To validate the effectiveness of this subtyping model, the study conducted validation in an independent cohort (52 FFPE samples from the First Affiliated Hospital of Henan University). The validation results showed that the accuracy of the proteomic subtyping model could reach 90.8%.

Biological Processes and Immunotherapy Prediction

Comparing protein expression among subtypes, subtype-specific significantly altered proteins were identified. Functional enrichment analysis showed that the S-II subtype was significantly enriched in core matrix components, interferon signaling, and immune-related processes, particularly with higher expression of antigen presentation-related MHC-I molecules in S-II.

To validate the hypothesis that the S-II subtype might benefit from immunotherapy, the study collected samples from 52 extensive-stage SCLC patients who received immune checkpoint inhibitor (ICI) treatment. Analysis found that the S-II subtype showed the best progression-free survival (ICI-PFS) when receiving first-line immunotherapy.

New Therapeutic Targets

As the S-III subtype had the worst prognosis and was insensitive to chemotherapy, the study further explored potential new drug targets. Proteins highly expressed in this subtype include EGFR, AURKB, BCL-2, and EZH2, all of which have been studied as targets in various cancer treatments.

Research Results

The study demonstrated that proteomic subtyping could be highly correlated with SCLC patient prognosis and chemotherapy sensitivity. Notably, the S-I subtype showed significant survival advantages in chemotherapy, while the S-II subtype was more likely to benefit from immunotherapy. The S-III subtype exhibited the worst prognosis, indicating an urgent need for new treatment approaches. By targeting highly expressed markers in the proteome, treatment strategies for SCLC patients can be more precise.

Research Value

This study not only broadens the application of proteomics in cancer prognosis but also provides new insights for clinical treatment of SCLC. Through proteomic subtyping, patient prognosis can be better predicted, guiding the selection of chemotherapy and immunotherapy, thereby improving patient survival rates and quality of life.

Research Highlights

  1. Development and Validation of Proteomic Subtyping Model: For the first time, a proteomic subtyping model was developed using label-free quantitative mass spectrometry, which was validated in an independent cohort with an accuracy of 90.8%.

  2. Different Subtype Responses to Chemotherapy and Immunotherapy: Clarified the different responses of proteomic subtypes to chemotherapy and immunotherapy, particularly finding that the S-II subtype has significant survival advantages in immunotherapy.

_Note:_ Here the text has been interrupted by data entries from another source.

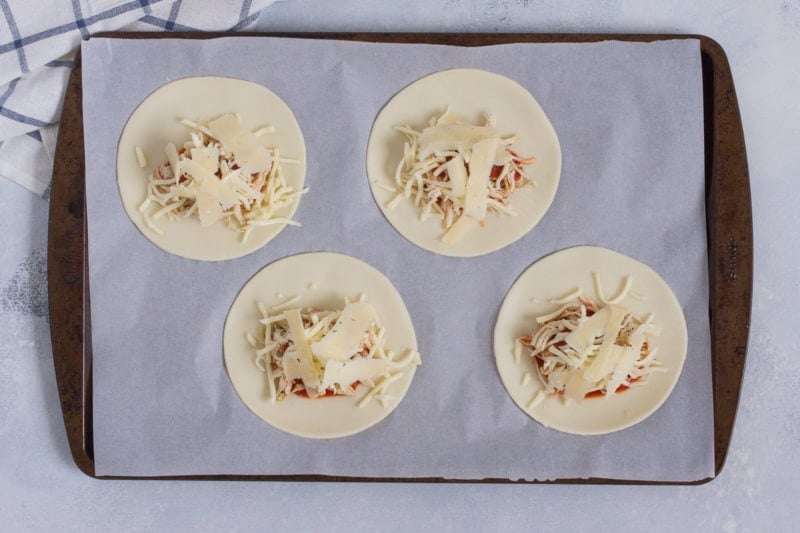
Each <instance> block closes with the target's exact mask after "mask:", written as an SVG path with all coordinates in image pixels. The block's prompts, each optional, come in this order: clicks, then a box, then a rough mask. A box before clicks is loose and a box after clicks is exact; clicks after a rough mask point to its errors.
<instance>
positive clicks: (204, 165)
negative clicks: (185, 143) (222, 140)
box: [191, 146, 219, 174]
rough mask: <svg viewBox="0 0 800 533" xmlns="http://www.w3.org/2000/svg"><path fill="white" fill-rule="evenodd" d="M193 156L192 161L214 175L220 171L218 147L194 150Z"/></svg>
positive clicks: (192, 149) (192, 151)
mask: <svg viewBox="0 0 800 533" xmlns="http://www.w3.org/2000/svg"><path fill="white" fill-rule="evenodd" d="M191 154H192V161H195V162H196V163H198V164H199V165H200V166H202V167H203V168H205V169H206V170H208V171H209V172H211V173H212V174H216V173H217V171H218V170H219V148H217V147H216V146H207V147H204V148H192V149H191Z"/></svg>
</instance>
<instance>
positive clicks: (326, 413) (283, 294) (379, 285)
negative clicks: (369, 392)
mask: <svg viewBox="0 0 800 533" xmlns="http://www.w3.org/2000/svg"><path fill="white" fill-rule="evenodd" d="M360 293H363V294H364V295H365V296H366V298H367V301H368V302H370V303H371V304H372V305H373V306H374V307H375V310H376V311H377V313H378V316H379V317H380V319H381V322H382V324H383V326H384V328H385V329H386V337H385V338H386V347H387V349H391V350H394V351H395V352H398V353H400V352H402V351H405V350H406V349H413V350H416V349H417V339H416V335H415V334H414V326H413V324H412V323H411V317H410V316H409V314H408V310H407V309H406V306H405V304H404V303H403V299H402V298H401V296H400V293H398V292H397V289H395V288H394V286H393V285H392V283H391V282H390V281H389V280H388V279H387V278H386V276H384V275H383V274H382V273H381V272H379V271H378V270H376V269H375V268H373V267H371V266H369V265H368V264H366V263H364V262H362V261H360V260H358V259H355V258H352V257H349V256H346V255H342V254H335V253H327V252H317V253H304V254H299V255H293V256H291V257H287V258H284V259H281V260H278V261H275V262H274V263H271V264H269V265H267V266H266V267H264V268H263V269H261V270H260V271H259V272H258V273H257V274H256V275H255V276H253V277H252V278H251V279H250V281H248V282H247V283H246V284H245V286H244V287H243V288H242V290H241V291H240V292H239V295H238V296H237V297H236V299H235V300H234V302H233V305H232V306H231V309H230V311H229V312H228V318H227V320H226V321H225V331H224V337H223V348H224V352H225V367H226V368H227V370H228V376H229V377H230V379H231V382H232V383H233V387H234V389H236V392H237V393H238V395H239V398H240V399H241V400H242V402H244V404H245V405H246V406H247V407H248V408H249V409H250V410H251V411H252V412H253V413H255V414H256V415H257V416H258V417H260V418H261V419H262V420H264V421H265V422H267V423H268V424H270V425H271V426H274V427H276V428H278V429H280V430H283V431H285V432H287V433H291V434H292V435H297V436H300V437H308V438H333V437H344V436H346V435H352V434H353V433H358V432H360V431H363V430H365V429H367V428H369V427H371V426H373V425H375V424H377V423H378V422H380V421H381V420H383V419H384V418H385V417H386V416H388V415H389V413H391V412H392V411H393V410H394V409H395V408H396V407H397V405H398V404H399V403H400V401H401V400H402V399H403V397H404V396H405V394H406V391H407V390H408V387H409V386H410V385H411V380H412V378H413V377H414V372H415V370H416V366H415V365H411V366H409V367H407V368H406V370H405V371H404V374H403V377H402V378H400V379H399V380H398V381H396V382H394V383H392V384H391V385H390V386H389V388H388V389H387V394H389V395H391V396H393V397H395V398H396V399H395V400H392V401H391V403H390V404H388V405H387V407H386V409H384V408H383V406H382V405H381V404H380V402H379V401H377V400H372V401H370V402H369V403H367V404H366V405H365V406H364V407H358V406H357V405H356V404H357V403H358V401H359V400H360V399H361V397H362V396H363V395H364V394H365V393H366V391H367V388H366V387H363V386H362V387H360V388H359V389H358V391H357V392H356V395H355V396H336V397H328V398H319V399H315V400H309V399H307V398H300V397H297V396H294V395H289V396H288V397H287V398H286V399H284V400H282V401H278V402H275V403H274V404H271V403H270V401H269V393H268V392H267V385H266V377H265V376H266V374H264V373H263V372H261V371H260V370H259V369H258V368H257V367H256V366H255V363H254V359H255V350H254V349H253V347H252V346H250V344H249V343H248V342H247V339H246V334H247V332H250V333H255V331H256V329H257V328H258V320H259V318H260V314H259V312H258V307H257V302H258V301H262V302H263V303H264V304H265V305H267V307H269V306H273V305H275V304H276V303H278V302H279V301H280V300H281V298H280V297H279V295H281V296H282V298H284V299H285V298H287V297H290V296H294V295H300V296H301V299H300V301H299V302H298V303H297V306H298V307H303V308H305V307H308V306H314V307H317V308H324V309H341V308H342V307H343V306H344V297H345V296H346V297H349V298H351V299H355V298H356V297H358V295H359V294H360Z"/></svg>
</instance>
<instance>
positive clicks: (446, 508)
mask: <svg viewBox="0 0 800 533" xmlns="http://www.w3.org/2000/svg"><path fill="white" fill-rule="evenodd" d="M366 4H367V3H366V2H363V1H359V0H346V1H340V2H338V3H336V5H333V3H332V2H328V1H326V0H316V1H312V0H289V1H287V2H283V3H279V4H276V5H275V6H273V7H271V8H268V9H267V11H266V12H265V13H264V15H263V16H262V19H261V21H260V27H261V28H262V29H264V30H295V31H300V30H307V31H311V30H319V31H334V30H338V31H526V32H551V31H569V32H587V31H598V32H612V31H615V32H651V33H652V32H681V33H703V34H706V35H709V36H710V37H712V38H714V39H716V40H717V41H719V42H720V44H721V45H722V46H723V47H724V48H725V50H726V52H727V54H728V58H729V60H730V62H731V67H732V70H733V75H734V80H735V83H736V88H737V92H738V97H739V103H740V106H741V112H742V118H743V123H744V129H745V138H746V142H747V148H748V154H749V157H748V159H749V162H750V173H751V184H752V193H753V214H754V220H755V224H754V233H755V235H754V242H755V258H756V264H755V288H754V294H753V296H754V298H753V321H752V329H751V341H750V346H749V354H748V367H747V370H746V373H745V379H744V386H743V392H742V402H741V405H740V409H739V416H738V420H737V425H736V428H735V430H734V435H733V442H732V444H731V449H730V453H729V457H728V463H727V465H726V466H725V469H724V470H723V472H722V474H721V475H720V476H719V478H717V479H716V480H714V481H713V482H711V483H710V484H708V485H704V486H700V487H596V486H552V485H551V486H498V485H453V486H450V485H448V486H441V485H400V484H395V485H386V484H299V483H210V482H203V483H198V482H156V481H152V482H151V481H146V482H125V481H95V480H92V479H90V478H87V477H86V476H84V475H83V474H81V473H80V472H79V471H78V470H77V468H75V466H74V465H73V463H72V460H71V458H70V455H69V449H68V446H67V442H66V437H65V434H64V428H63V425H62V423H61V415H60V412H59V410H58V399H57V394H56V387H55V379H54V376H53V364H52V359H51V353H50V342H49V328H48V324H47V319H46V318H45V317H44V316H41V315H42V314H43V313H42V312H41V311H42V309H43V303H42V302H43V301H42V298H43V296H44V294H45V291H44V288H43V287H42V286H41V283H42V274H41V273H42V272H43V267H42V265H43V261H44V250H45V248H46V240H47V209H48V203H47V200H45V199H41V198H37V197H35V196H33V195H31V194H30V193H29V192H27V191H25V190H23V189H21V188H19V187H17V186H16V185H14V184H11V183H8V182H0V206H2V215H0V234H1V235H2V244H1V245H0V246H1V249H2V250H3V254H2V257H0V265H1V266H2V268H0V323H2V324H3V335H2V341H0V450H2V452H0V530H16V531H19V530H22V531H34V530H35V531H50V530H59V531H79V530H80V531H87V530H88V531H95V530H96V531H101V530H176V529H181V530H203V531H210V530H220V529H226V530H246V529H252V528H255V527H258V528H260V529H265V528H266V529H286V528H292V529H299V528H315V527H324V528H325V529H328V530H335V531H338V530H347V531H353V530H354V529H355V530H361V529H367V528H368V527H369V526H374V527H375V529H379V530H386V531H401V530H407V529H419V528H422V527H423V526H424V527H425V528H426V529H427V528H431V529H432V528H435V527H438V528H441V529H444V530H455V529H466V530H525V529H534V528H535V529H536V530H542V531H555V530H560V531H564V530H582V529H593V530H594V529H596V528H597V527H598V526H599V525H602V526H604V527H611V528H615V529H623V530H632V529H641V528H644V527H647V528H648V529H650V530H658V531H674V530H680V529H691V530H698V531H726V532H733V531H754V530H762V529H768V528H772V530H774V531H791V530H794V529H795V527H796V526H793V524H795V523H796V520H795V518H794V512H793V506H794V503H793V502H794V501H796V499H797V497H798V495H800V492H799V491H798V488H797V487H798V484H800V465H799V464H798V461H797V460H796V453H795V448H796V447H797V446H798V444H799V443H800V415H798V413H800V409H798V395H797V393H796V391H797V389H798V387H800V373H798V372H797V371H796V365H794V364H792V363H794V361H795V359H796V357H797V356H798V354H800V335H799V334H798V333H797V327H796V324H797V321H798V313H797V311H796V305H795V301H796V299H797V297H798V296H800V289H798V284H799V283H800V282H799V281H798V279H800V272H798V271H799V270H800V267H799V266H798V265H800V238H798V237H797V235H796V233H795V232H794V227H795V226H796V224H795V222H794V216H793V215H794V213H795V211H796V209H797V205H798V203H800V191H799V190H798V182H797V178H796V176H797V172H796V169H797V168H798V167H800V154H799V153H798V151H797V139H798V138H800V125H798V124H799V123H798V121H797V118H798V117H800V103H799V101H798V99H797V97H796V88H797V86H798V85H800V60H798V58H797V53H796V51H797V50H798V49H800V31H798V30H800V5H798V4H797V3H796V2H782V1H764V2H750V1H747V0H739V1H730V2H724V1H713V2H697V1H683V0H682V1H665V2H647V3H646V2H637V1H634V0H617V1H606V2H592V1H589V0H580V1H575V2H570V3H569V5H568V6H567V5H566V3H564V2H559V1H557V0H542V1H536V0H517V1H512V0H506V1H501V0H489V1H478V0H461V1H458V0H408V1H405V2H395V1H390V0H384V1H380V2H371V3H370V7H366ZM323 7H324V9H323ZM679 528H680V529H679Z"/></svg>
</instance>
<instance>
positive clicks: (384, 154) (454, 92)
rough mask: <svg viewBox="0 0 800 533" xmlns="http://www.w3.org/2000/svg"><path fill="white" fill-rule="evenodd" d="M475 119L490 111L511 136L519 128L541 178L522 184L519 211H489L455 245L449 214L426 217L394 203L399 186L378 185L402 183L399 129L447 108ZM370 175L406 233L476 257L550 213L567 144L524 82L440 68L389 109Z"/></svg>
mask: <svg viewBox="0 0 800 533" xmlns="http://www.w3.org/2000/svg"><path fill="white" fill-rule="evenodd" d="M448 106H449V107H450V109H451V110H452V112H453V113H455V114H456V115H458V116H460V117H462V118H463V119H465V120H467V121H468V122H469V123H470V124H482V123H483V114H484V113H486V114H491V115H493V116H494V117H495V118H496V119H497V128H498V130H499V131H500V133H501V134H503V135H510V134H516V135H517V136H518V141H517V143H516V144H515V145H514V149H515V151H516V152H517V153H518V154H520V155H522V156H525V157H529V156H534V157H536V162H535V163H534V164H532V165H530V166H528V167H526V172H527V174H528V176H530V177H531V178H532V179H533V180H534V181H535V182H536V184H537V186H536V187H528V188H525V189H522V190H519V191H517V192H516V193H514V195H513V196H512V198H511V207H512V209H514V210H515V211H516V212H517V213H519V214H518V216H509V215H498V214H496V213H491V212H488V213H487V215H486V223H485V226H484V227H478V226H477V225H476V227H474V228H473V229H472V230H470V231H469V232H468V233H467V234H465V235H464V236H463V237H462V238H461V239H460V240H458V241H456V242H455V243H452V244H446V243H444V242H442V240H441V237H442V234H443V233H444V230H443V228H442V223H441V220H439V219H438V218H429V219H427V220H425V221H424V222H423V221H420V217H419V209H418V208H416V207H414V205H413V204H412V202H411V201H410V200H406V199H405V198H403V199H402V200H401V201H400V203H399V204H398V205H396V206H395V207H394V208H393V209H388V208H387V207H386V204H387V203H388V202H389V201H390V200H391V199H392V198H393V197H394V196H395V194H396V193H393V192H390V191H387V190H384V189H383V188H381V187H379V186H376V184H378V183H382V184H385V185H394V173H395V169H396V167H397V163H398V162H399V161H400V159H401V158H402V154H403V143H404V140H405V136H404V135H403V134H402V133H400V132H398V131H396V130H395V129H394V128H395V126H398V125H409V126H411V127H413V128H415V129H417V131H421V130H422V129H423V128H424V127H426V126H427V124H428V120H429V119H430V117H432V116H434V115H441V114H442V113H443V112H444V111H445V109H447V107H448ZM367 175H368V178H369V184H370V188H371V189H372V195H373V197H374V198H375V202H376V203H377V204H378V207H379V208H380V210H381V211H382V212H383V214H384V216H385V217H386V219H387V220H388V221H389V222H390V223H391V224H392V226H394V227H395V229H396V230H397V231H399V232H400V234H401V235H403V237H405V238H406V239H408V240H409V241H411V242H412V243H414V244H416V245H417V246H419V247H420V248H424V249H426V250H429V251H431V252H435V253H437V254H441V255H447V256H455V257H473V256H477V255H483V254H487V253H490V252H493V251H495V250H499V249H500V248H503V247H505V246H507V245H509V244H511V243H513V242H515V241H517V240H518V239H520V238H522V237H523V236H524V235H525V234H526V233H528V232H529V231H530V230H531V229H532V228H533V227H534V226H535V225H536V224H537V223H538V222H539V220H541V218H542V217H543V216H544V214H545V212H546V211H547V209H548V208H549V207H550V204H551V203H552V202H553V198H554V197H555V194H556V189H558V181H559V178H560V176H561V148H560V146H559V143H558V137H557V136H556V132H555V129H553V126H552V124H550V121H549V120H548V118H547V115H545V113H544V111H543V110H542V108H541V106H539V103H538V102H537V101H536V100H535V99H534V98H533V96H532V95H531V94H530V93H529V92H528V91H527V89H525V88H524V87H522V86H521V85H519V84H518V83H516V82H515V81H512V80H510V79H508V78H505V77H503V76H500V75H498V74H493V73H491V72H486V71H484V70H476V69H453V70H445V71H441V72H437V73H435V74H431V75H429V76H426V77H424V78H422V79H420V80H417V81H415V82H414V83H412V84H411V85H409V86H408V87H406V88H405V89H403V90H402V91H400V92H399V93H398V94H397V95H395V96H394V97H393V98H392V99H391V100H390V101H389V103H388V104H386V106H385V107H384V108H383V109H382V110H381V112H380V113H379V114H378V117H377V118H376V119H375V123H374V124H373V126H372V132H371V133H370V138H369V144H368V145H367Z"/></svg>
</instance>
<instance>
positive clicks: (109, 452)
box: [82, 37, 714, 481]
mask: <svg viewBox="0 0 800 533" xmlns="http://www.w3.org/2000/svg"><path fill="white" fill-rule="evenodd" d="M82 54H83V94H84V104H83V112H84V125H85V132H86V139H85V142H86V181H87V187H86V190H87V209H88V221H89V267H90V283H91V286H90V289H91V310H92V346H93V358H94V359H93V387H94V390H93V406H94V420H93V424H94V453H95V466H96V471H97V473H98V474H99V475H138V476H148V475H179V474H329V475H348V476H370V477H382V476H388V477H444V478H456V479H458V478H462V479H463V478H485V477H493V478H510V479H553V478H582V477H590V476H600V477H609V478H620V479H642V480H683V481H685V480H696V479H700V478H704V477H707V476H710V475H713V472H714V436H713V407H712V388H711V370H710V340H709V325H708V282H707V273H706V265H707V260H706V234H705V204H704V148H703V104H702V81H701V65H700V52H699V45H698V42H697V41H695V40H677V41H667V42H657V43H651V44H645V43H621V42H612V41H609V42H602V43H596V44H515V45H503V46H491V47H481V48H460V47H448V46H433V45H395V44H367V43H350V42H332V41H312V40H290V39H274V38H243V37H231V38H223V39H216V40H208V41H196V40H178V39H169V40H167V39H158V40H125V39H91V40H89V41H88V42H86V43H84V44H83V47H82ZM453 67H474V68H482V69H486V70H489V71H493V72H497V73H499V74H502V75H505V76H508V77H510V78H512V79H514V80H516V81H517V82H518V83H520V84H522V85H523V86H525V87H527V88H528V89H529V90H530V91H531V93H532V94H533V95H534V96H535V97H536V99H537V100H538V101H539V103H540V104H541V105H542V107H543V108H544V110H545V112H546V113H547V114H548V116H549V118H550V120H551V121H552V123H553V125H554V127H555V129H556V131H557V132H558V135H559V139H560V142H561V148H562V152H563V171H562V176H561V184H560V187H559V191H558V194H557V195H556V198H555V201H554V203H553V205H552V207H551V209H550V211H549V212H548V213H547V214H546V215H545V217H544V219H543V220H542V221H541V222H540V223H539V225H538V226H537V227H536V228H535V229H534V230H533V231H532V232H530V233H529V234H528V235H527V236H526V237H524V238H523V239H521V240H520V241H518V242H516V243H515V244H513V245H511V246H508V247H507V248H504V249H503V250H500V251H498V252H496V253H493V254H490V255H488V256H483V257H478V258H466V259H459V258H448V257H442V256H438V255H434V254H431V253H429V252H426V251H424V250H421V249H419V248H417V247H415V246H413V245H412V244H410V243H408V242H407V241H405V240H404V239H403V238H402V237H401V236H400V235H399V234H398V233H397V232H396V231H395V230H394V229H393V228H392V227H391V226H390V225H389V224H388V223H387V222H386V220H385V219H384V218H383V216H382V215H381V213H380V211H379V210H378V208H377V206H376V205H375V204H374V202H373V199H372V196H371V194H370V191H369V187H368V183H367V178H366V174H365V150H366V145H367V139H368V137H369V132H370V127H371V125H372V121H373V120H374V118H375V116H376V114H377V112H378V111H379V110H380V108H381V107H382V106H383V105H384V104H385V103H386V102H387V101H388V100H389V99H390V98H391V97H392V96H393V95H394V94H395V93H396V92H397V91H399V90H400V89H402V88H403V87H404V86H405V85H407V84H409V83H411V82H412V81H414V80H417V79H419V78H421V77H423V76H425V75H426V74H429V73H431V72H435V71H438V70H441V69H445V68H453ZM193 75H221V76H231V77H238V78H244V79H249V80H252V81H255V82H258V83H261V84H263V85H265V86H266V87H268V88H269V89H271V90H272V91H274V92H275V93H277V94H278V95H279V96H280V97H281V98H283V100H284V101H285V102H286V103H287V104H288V105H289V107H290V108H291V109H292V110H293V111H294V113H295V115H296V116H297V119H298V121H299V123H300V126H301V128H302V130H303V133H304V135H305V139H306V147H307V151H308V174H307V178H306V183H307V185H308V186H309V187H310V188H311V192H310V193H309V194H308V195H306V196H305V197H304V198H303V200H302V202H301V203H300V207H299V209H298V211H297V214H296V216H295V218H296V219H297V220H298V221H300V222H301V223H302V224H303V227H302V228H294V227H290V228H287V229H285V230H284V231H283V232H282V233H281V234H280V235H279V236H278V237H277V238H276V239H275V240H273V241H272V242H271V243H269V245H267V246H266V247H265V248H263V249H262V250H260V251H258V252H256V253H254V254H251V255H249V256H247V257H244V258H241V259H237V260H233V261H227V262H221V263H204V262H197V261H191V260H186V259H181V258H178V257H174V256H172V255H169V254H167V253H164V252H162V251H161V250H160V249H158V248H156V247H155V246H154V245H152V244H151V243H150V242H149V241H148V240H147V239H146V238H145V237H144V236H143V235H142V234H141V233H139V232H138V230H137V229H136V228H135V227H134V225H133V224H132V223H131V221H130V220H129V219H128V217H127V216H126V214H125V212H124V210H123V208H122V204H121V201H120V198H119V193H118V190H117V184H116V172H115V157H116V149H117V141H118V139H119V136H120V133H121V130H122V128H123V126H124V124H125V121H126V120H127V118H128V117H129V115H130V114H131V112H132V111H133V110H134V109H135V107H136V106H137V105H138V104H139V102H141V101H142V100H143V99H144V98H145V97H146V96H147V95H148V94H150V93H151V92H152V91H153V90H155V89H156V88H158V87H160V86H161V85H163V84H164V83H167V82H168V81H171V80H174V79H178V78H182V77H186V76H193ZM174 118H175V117H164V119H165V120H173V119H174ZM577 244H594V245H600V246H605V247H608V248H611V249H613V250H616V251H619V252H622V253H624V254H627V255H629V256H631V257H634V258H636V259H638V260H640V261H643V262H644V263H647V264H649V265H651V266H652V267H654V268H655V269H656V270H657V271H658V272H659V273H660V274H661V276H662V277H664V278H665V280H666V281H667V282H668V283H669V284H670V286H671V287H672V289H673V290H674V291H675V293H676V295H677V297H678V299H679V301H680V302H681V304H682V306H683V309H684V312H685V314H686V319H687V323H688V327H689V352H688V355H687V359H686V364H685V367H684V370H683V374H682V376H681V378H680V380H679V382H678V385H677V387H676V388H675V390H674V391H673V393H672V395H671V397H670V398H669V399H668V400H667V402H666V403H665V404H664V406H663V407H662V408H661V409H660V410H659V411H657V412H656V413H655V414H654V415H652V416H651V417H650V418H648V419H647V420H646V421H644V422H642V423H640V424H638V425H636V426H634V427H632V428H630V429H627V430H624V431H621V432H618V433H613V434H610V435H604V436H593V437H581V436H573V435H567V434H562V433H558V432H556V431H552V430H548V429H545V428H544V427H542V426H540V425H539V424H537V423H536V422H534V421H533V420H531V419H530V418H529V417H528V416H527V415H525V414H524V413H523V412H522V411H521V410H520V409H518V408H517V407H516V406H515V405H514V403H513V402H512V400H511V399H510V398H509V396H508V395H507V394H506V392H505V390H504V388H503V386H502V384H501V382H500V379H499V377H498V375H497V371H496V369H495V364H494V356H493V353H492V331H493V328H494V323H495V318H496V315H497V311H498V308H499V306H500V303H501V302H502V300H503V297H504V295H505V293H506V291H507V290H508V288H509V287H510V285H511V284H512V283H513V281H514V280H515V279H516V277H517V276H518V275H519V274H520V273H521V272H522V271H523V270H524V269H525V268H526V267H527V266H528V265H530V264H531V263H532V262H534V261H535V260H536V259H538V258H540V257H542V256H543V255H546V254H547V253H550V252H552V251H555V250H558V249H562V248H566V247H569V246H573V245H577ZM320 250H327V251H336V252H341V253H346V254H349V255H352V256H354V257H357V258H359V259H362V260H364V261H367V262H368V263H370V264H372V265H374V266H375V267H377V268H378V269H380V270H381V271H383V272H384V273H385V274H386V275H387V276H388V277H389V278H390V279H391V280H392V282H393V283H394V284H395V286H396V287H397V289H398V290H399V291H400V293H401V295H402V296H403V298H404V300H405V302H406V305H407V306H408V308H409V311H410V313H411V316H412V319H413V322H414V326H415V328H416V332H417V337H418V339H419V348H420V352H421V353H422V357H423V363H424V364H423V366H422V367H420V369H419V370H418V371H417V374H416V377H415V378H414V382H413V383H412V385H411V389H410V390H409V392H408V394H407V396H406V398H405V399H404V401H403V403H402V404H401V405H400V406H399V407H398V409H397V410H396V411H395V412H394V413H392V414H391V415H390V416H389V417H388V418H387V419H386V420H384V421H383V422H381V423H380V424H378V425H377V426H375V427H373V428H371V429H370V430H368V431H365V432H363V433H361V434H358V435H355V436H352V437H347V438H343V439H336V440H323V441H313V440H305V439H301V438H297V437H293V436H290V435H287V434H284V433H282V432H280V431H278V430H275V429H273V428H272V427H270V426H268V425H267V424H265V423H263V422H262V421H261V420H260V419H258V418H257V417H255V416H254V415H253V414H251V413H250V412H249V411H248V410H247V409H246V408H245V406H244V405H243V404H242V403H241V402H240V401H239V399H238V397H237V396H236V394H235V392H234V390H233V388H232V386H231V383H230V381H229V379H228V376H227V374H226V372H225V368H224V365H223V357H222V328H223V324H224V320H225V316H226V314H227V311H228V308H229V306H230V304H231V302H232V301H233V299H234V297H235V296H236V294H237V292H238V290H239V289H240V287H241V286H242V285H243V284H244V283H245V282H246V281H247V280H248V279H249V278H250V277H251V276H252V275H253V274H254V273H255V272H257V271H258V270H259V269H260V268H261V267H262V266H264V265H265V264H268V263H270V262H272V261H274V260H276V259H279V258H282V257H285V256H287V255H291V254H295V253H298V252H305V251H320Z"/></svg>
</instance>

  3. New Drug Targets: Identified subtype-specific highly expressed therapeutic targets in the S-III subtype, such as EGFR, AURKB, BCL-2, and EZH2, providing new directions for precision treatment of SCLC.

Through this research, proteomic subtyping has the potential to become a new tool for clinical treatment of SCLC patients, providing theoretical basis and practical guidance for achieving personalized treatment and improving patient prognosis.